Freitag, 12. November 2010

shocking seventies

wenn meine mutter oder mein vater damals in den 70ern geburtstag hatten, dann war die hütte voll. proppenvoll. in unserem esszimmer war es unerträglich heiß, und meine mutter, natürlich mit einer blütenweißen schürze um den hüften, trug einen kuchen nach dem anderen herein. es roch nach kaffee, kölnisch wasser und pomade. irgendwie unangenehm, aber eben vertraut.
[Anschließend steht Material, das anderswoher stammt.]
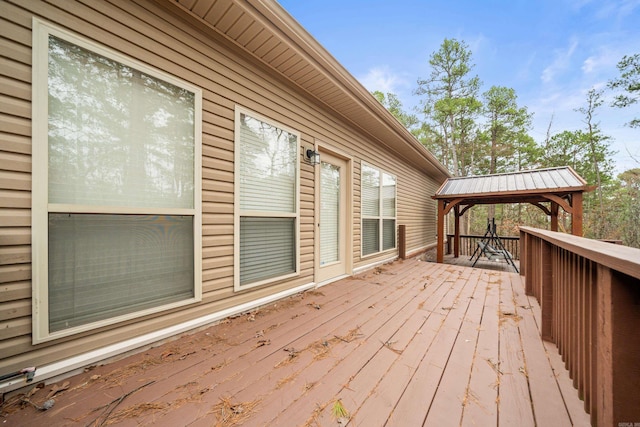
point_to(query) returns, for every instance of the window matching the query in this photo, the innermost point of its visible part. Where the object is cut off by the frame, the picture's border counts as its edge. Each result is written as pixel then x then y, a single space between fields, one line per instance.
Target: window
pixel 116 193
pixel 378 198
pixel 267 212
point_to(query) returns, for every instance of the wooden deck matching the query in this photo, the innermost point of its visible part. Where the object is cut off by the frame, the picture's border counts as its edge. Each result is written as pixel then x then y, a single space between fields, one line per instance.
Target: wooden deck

nach dem kaffeetrinken verschwand meine mutter sofort wieder in der küche, um die geschirrberge abzuwaschen. helfen ließ sie sich nur in absoluten notfällen, weil eine gute hausfrau so was ja mit links erledigt. und nach diesem spülmarathon stürzte sie sich gleich in die vorbereitungen fürs abendbrot.
im esszimmer gingen inzwischen die ersten liköre über den tisch, die damen juchzten und quietschten ob der anzüglichen witze der herren und rannten ungefähr alle zehn minuten aufs klo.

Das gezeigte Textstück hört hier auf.